A great many of these cameras took regular old 120 film; you will want your tripod handy as the shutter speeds were v.e.r.y. s.l.o.w. back then. Check the inside of the camera for film type. Oftentimes, you can tell by the takeup reel, if there is one. 

Post some pics of the new baby!


----------



## jwkwd (Dec 13, 2005)

What kind of film does it take? If it takes 160, you would be hard pressed to find some. I think that there is one from that era that takes 120, bt I don't remember if it is the 1 or the 1A.


----------



## Mitica100 (Dec 13, 2005)

I believe the camera you have is the No.1A Autographic Kodak Junior. The years of production are right, as you mentioned. The size of the film is A116 (no longer in existence) and the size of the frame is 2.5 x 4.25 inches. It's fairly common and very pretty. It makes for a great display and a conversation piece.

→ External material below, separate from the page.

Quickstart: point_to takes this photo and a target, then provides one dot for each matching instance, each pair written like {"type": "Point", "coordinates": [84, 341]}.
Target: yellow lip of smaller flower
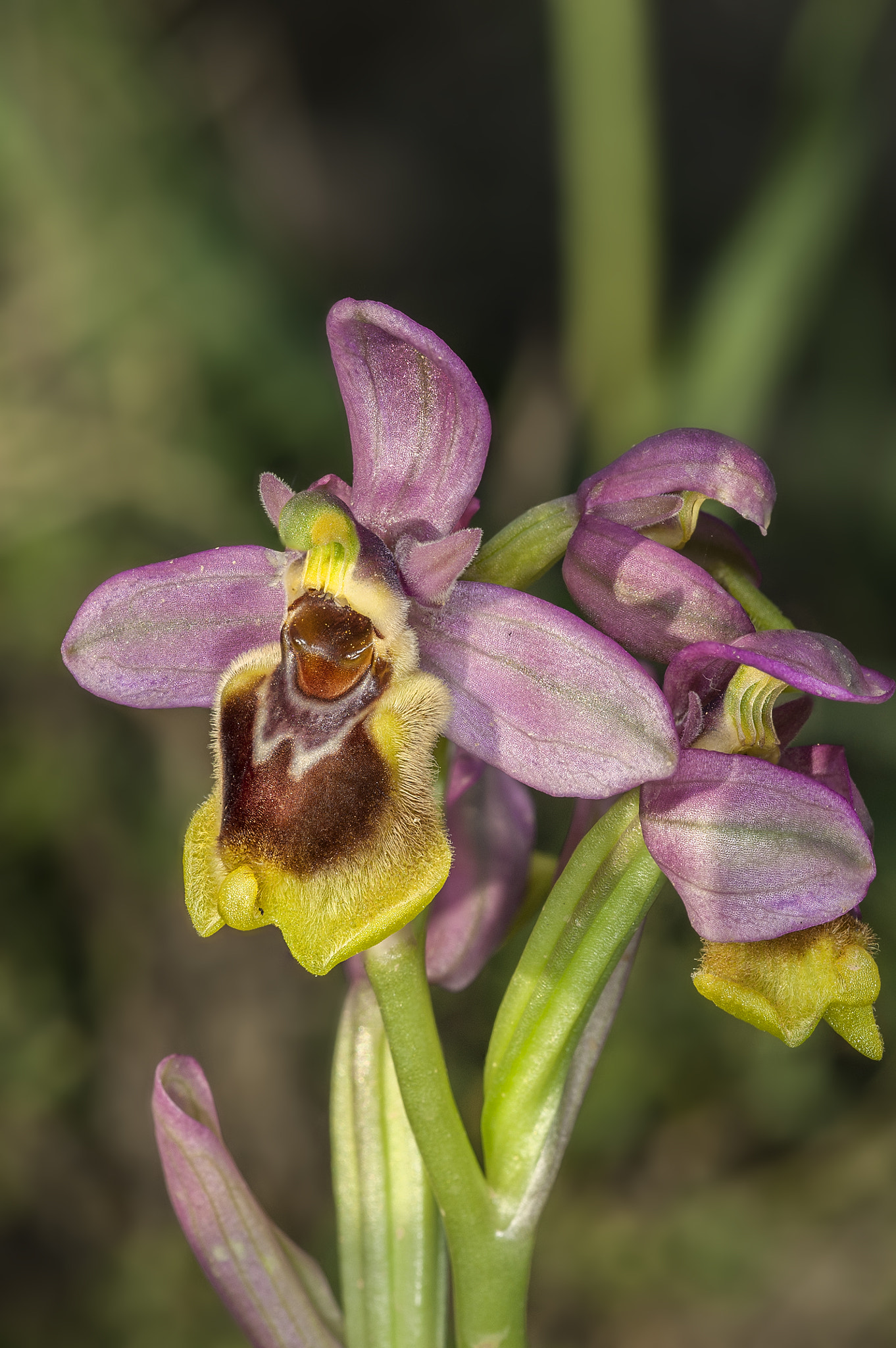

jwkwd: it is the No.1 that takes 120 film, frame of 2.25 x 3.25 inches.

I have one from this series, the 3, running on A118 film and with a frame of 3.25 x 4.25

It's beautiful to look at but I can't do much with it.  

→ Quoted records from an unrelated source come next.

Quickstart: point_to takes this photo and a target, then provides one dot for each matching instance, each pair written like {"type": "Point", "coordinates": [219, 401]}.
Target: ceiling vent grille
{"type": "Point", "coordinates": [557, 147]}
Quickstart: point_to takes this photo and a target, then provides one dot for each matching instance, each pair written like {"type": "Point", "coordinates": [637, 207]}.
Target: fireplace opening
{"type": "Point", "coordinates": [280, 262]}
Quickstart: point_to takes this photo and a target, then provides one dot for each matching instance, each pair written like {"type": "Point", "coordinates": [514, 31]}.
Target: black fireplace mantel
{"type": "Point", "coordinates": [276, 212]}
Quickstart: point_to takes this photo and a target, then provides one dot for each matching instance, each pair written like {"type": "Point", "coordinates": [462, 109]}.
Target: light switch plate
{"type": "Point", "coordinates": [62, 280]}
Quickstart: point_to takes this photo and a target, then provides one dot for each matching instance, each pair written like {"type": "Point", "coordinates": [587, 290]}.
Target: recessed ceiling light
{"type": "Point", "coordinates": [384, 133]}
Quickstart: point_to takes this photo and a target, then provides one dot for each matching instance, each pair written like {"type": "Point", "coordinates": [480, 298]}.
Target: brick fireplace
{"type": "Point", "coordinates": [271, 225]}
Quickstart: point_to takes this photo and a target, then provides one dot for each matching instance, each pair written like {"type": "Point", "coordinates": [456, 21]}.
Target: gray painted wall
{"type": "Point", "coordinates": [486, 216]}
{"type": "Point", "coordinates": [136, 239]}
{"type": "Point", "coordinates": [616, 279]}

Oh, perhaps one of the mods might help move this to the Collectors Corner? :mrgreen:


----------



## fightheheathens (Dec 14, 2005)

yea, later i found i need 116mm film for this camera, so now, is there anyway i can modify it or any way i can get 120 or 110mm film to work in this camera?  I'm all for the collection of old cameras and preservation, and i'll gladly display this and try to keep it in as good of condition as i can, but really i'd like to take some photos with it. 

I dont know much about film or processing, but im taking a photo class starting in January and i'll learn how to do B&W developing so mayby that might help?

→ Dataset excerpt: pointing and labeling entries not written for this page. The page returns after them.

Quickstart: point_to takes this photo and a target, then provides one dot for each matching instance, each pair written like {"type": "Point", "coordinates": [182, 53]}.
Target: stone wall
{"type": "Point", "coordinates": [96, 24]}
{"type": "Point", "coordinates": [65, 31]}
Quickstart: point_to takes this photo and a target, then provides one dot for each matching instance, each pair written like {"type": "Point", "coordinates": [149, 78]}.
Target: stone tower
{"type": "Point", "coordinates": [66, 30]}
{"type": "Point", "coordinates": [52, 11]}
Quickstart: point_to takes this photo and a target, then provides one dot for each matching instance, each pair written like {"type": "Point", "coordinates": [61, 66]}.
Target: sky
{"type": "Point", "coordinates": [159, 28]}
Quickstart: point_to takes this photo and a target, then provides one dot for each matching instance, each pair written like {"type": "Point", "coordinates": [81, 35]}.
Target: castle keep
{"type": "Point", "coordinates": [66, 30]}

I'm gona do more researching on this camera as im off for the month of december. i'll post some pictures of it tomorrow if i get a chance and ill try to figure out a way to use it. I think if i can do that, i could get some really cool looking pictures. 

anyway, thats for all the info so far :-D


----------



## terri (Dec 14, 2005)

> Oh, perhaps one of the mods might help move this to the Collectors Corner? :mrgreen:


Your wish is my command. :salute: 

I mean, sort of. :mrgreen:


----------



## terri (Dec 14, 2005)

Fighttheheathens: this is a useful place: http://www.jandcphotography.com/

Although at a glance I saw no mention of 116mm, but you might be able to modify it. Do some more google searching for places like J&C. :thumbup: 

It's always good to know how to process your own film, and if you're going to be collecting these old cams you're bound to be shooting more 120 film. You'll be able to run a test roll through a new camera and have same-day results, right from home - almost as quickly as digital!  So yes, it's a great idea and a small investment in supplies. You'll love it!


----------



## Mitica100 (Dec 14, 2005)

terri said:
			
		

> Your wish is my command. :salute:


 
:stun:    

Thanks Terri!


----------



## terri (Dec 14, 2005)

Mitica100 said:
			
		

> :stun:
> 
> Thanks Terri!





> I mean, sort of. :mrgreen:


Selective reading!


----------